Heymans O and Verhelle N. Department of Plastic Surgery, University of Liège, CHU Sart Tilman, Liège, Belgium

Introduction. Despite adequate postoperative care with compression garments, free flaps often remain oedematous. The cause is probably multifactorial, including inflammatory processes, hyperaemia and lymphatic stasis. Although lymphatic connexions are absent immediately after every free flap transfer, posttransfer oedema is often minimal or even absent. This establishment suggests the existence of an additional lymphatic outflow. Two hypotheses have been suggested: lymphangiogenesis and the presence of intra-tissular lymphovenous anastomoses. Material & method. In order to examine this second hypothesis, the following study was performed in 16 patients who underwent latissimus dorsi muscular flap or radial forearm flap transfer. After flap harvesting and pedicle dissection, the draining vein was isolated and cannulated. A solution of nanocolloids, labelled with Tc, containing 250µCu/0.1cc was injected into the flap, in four different spots.
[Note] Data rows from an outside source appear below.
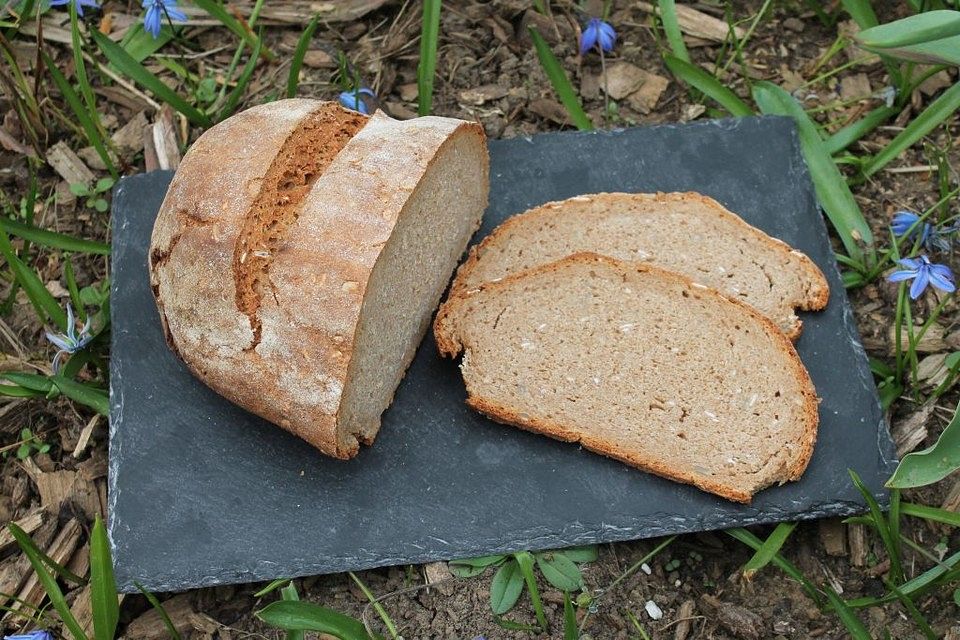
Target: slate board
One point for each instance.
(203, 493)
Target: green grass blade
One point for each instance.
(768, 549)
(703, 81)
(53, 239)
(103, 586)
(525, 562)
(90, 129)
(936, 112)
(139, 74)
(892, 544)
(296, 63)
(856, 130)
(917, 29)
(561, 84)
(847, 616)
(930, 513)
(289, 593)
(391, 628)
(862, 12)
(755, 543)
(306, 616)
(932, 464)
(158, 607)
(96, 399)
(570, 630)
(671, 27)
(47, 581)
(234, 98)
(427, 67)
(831, 187)
(41, 299)
(218, 11)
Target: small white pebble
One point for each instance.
(653, 610)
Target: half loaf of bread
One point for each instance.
(687, 233)
(639, 364)
(300, 252)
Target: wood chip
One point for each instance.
(684, 620)
(833, 536)
(910, 432)
(68, 165)
(62, 547)
(698, 24)
(150, 626)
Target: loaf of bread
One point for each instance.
(300, 252)
(639, 364)
(687, 233)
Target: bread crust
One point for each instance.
(820, 289)
(449, 344)
(295, 374)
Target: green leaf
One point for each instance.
(47, 581)
(427, 67)
(158, 607)
(296, 63)
(831, 187)
(94, 398)
(506, 587)
(560, 571)
(41, 299)
(53, 239)
(921, 468)
(525, 561)
(856, 130)
(306, 616)
(217, 10)
(936, 112)
(916, 29)
(847, 616)
(892, 544)
(103, 587)
(769, 549)
(580, 555)
(289, 593)
(703, 81)
(671, 27)
(570, 629)
(139, 74)
(561, 84)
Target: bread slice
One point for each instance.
(683, 232)
(301, 250)
(639, 364)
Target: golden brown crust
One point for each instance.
(817, 298)
(448, 343)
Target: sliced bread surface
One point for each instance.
(687, 233)
(638, 364)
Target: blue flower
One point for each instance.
(37, 634)
(80, 5)
(597, 32)
(930, 237)
(923, 273)
(156, 10)
(71, 342)
(354, 99)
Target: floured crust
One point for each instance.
(294, 373)
(816, 297)
(449, 343)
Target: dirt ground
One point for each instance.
(488, 72)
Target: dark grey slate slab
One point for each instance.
(202, 493)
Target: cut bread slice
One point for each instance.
(683, 232)
(639, 364)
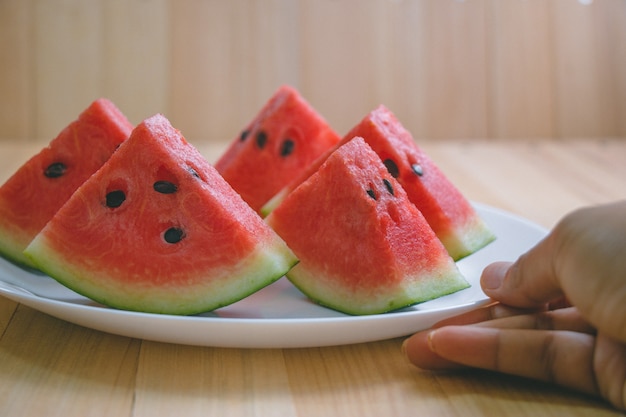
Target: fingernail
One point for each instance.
(403, 347)
(431, 342)
(493, 275)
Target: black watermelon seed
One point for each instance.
(55, 170)
(193, 172)
(388, 185)
(392, 167)
(417, 169)
(115, 198)
(173, 235)
(165, 187)
(261, 139)
(286, 148)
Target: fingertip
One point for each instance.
(493, 275)
(419, 351)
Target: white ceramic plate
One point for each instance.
(278, 316)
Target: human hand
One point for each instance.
(560, 315)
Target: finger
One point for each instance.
(418, 347)
(490, 312)
(530, 282)
(566, 319)
(561, 357)
(417, 350)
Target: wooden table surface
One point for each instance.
(49, 367)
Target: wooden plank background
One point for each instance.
(448, 68)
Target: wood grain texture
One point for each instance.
(54, 368)
(499, 69)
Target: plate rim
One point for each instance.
(63, 310)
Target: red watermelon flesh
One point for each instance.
(158, 230)
(285, 137)
(446, 209)
(43, 184)
(364, 248)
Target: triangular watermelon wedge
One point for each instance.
(364, 248)
(158, 230)
(30, 197)
(449, 213)
(282, 140)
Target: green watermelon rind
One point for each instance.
(265, 265)
(443, 281)
(468, 238)
(11, 249)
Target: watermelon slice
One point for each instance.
(158, 230)
(43, 184)
(285, 137)
(446, 209)
(364, 248)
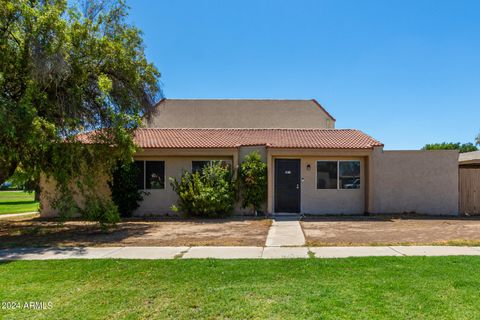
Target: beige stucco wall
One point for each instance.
(159, 201)
(182, 113)
(423, 182)
(313, 200)
(48, 193)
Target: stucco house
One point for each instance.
(313, 168)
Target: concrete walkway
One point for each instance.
(229, 252)
(285, 232)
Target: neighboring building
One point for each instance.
(312, 167)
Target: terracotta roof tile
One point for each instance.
(274, 138)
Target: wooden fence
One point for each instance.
(469, 190)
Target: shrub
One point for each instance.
(209, 193)
(123, 185)
(253, 181)
(103, 211)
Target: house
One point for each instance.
(313, 168)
Blood samples from the cannulated draining vein were collected 0, 10, 20 and 30 minutes after IM injection. Radiation activity was measured postoperatively in the four blood samples and 24 hours after transfer in the muscular tissue, the axillary nodes and in the liver. Preoperatively as well as 18 hours postoperatively, a urine sample was taken and also examined for radioactivity. Results. Basal activity, measured after 0 minutes, was constant and ranged between 20 and 108cpm (M:75). However, 10, 20 and 30 minutes after injection, the measured activity reached respectively 22506, 35984 and 48585 cpm. After 24 hours, no activity could be found in the regional lymph nodes. In the liver, a noticable radioactivity was present. Radioactivity in the urine samples reached (8023 cpm). Discussion. These results strongly suggest that intra-tissular lymphovenous anastomoses exist, because literature has already proven that in this clinical setting direct intravascular injection or transendothelial passage can be excluded. Although the lymphatic flow in a transferred flap is disturbed and a certain degree of oedema installs, these lymphovenous anastomoses explain why lymphatic stasis remains limited. Moreover, during the late postoperative period, lymphangiogenesis will install and further reduce the lymphatic origin of free flap oedema. These lymphovenous connections may also explain why systemic metastasis develop in different clinical oncological situations.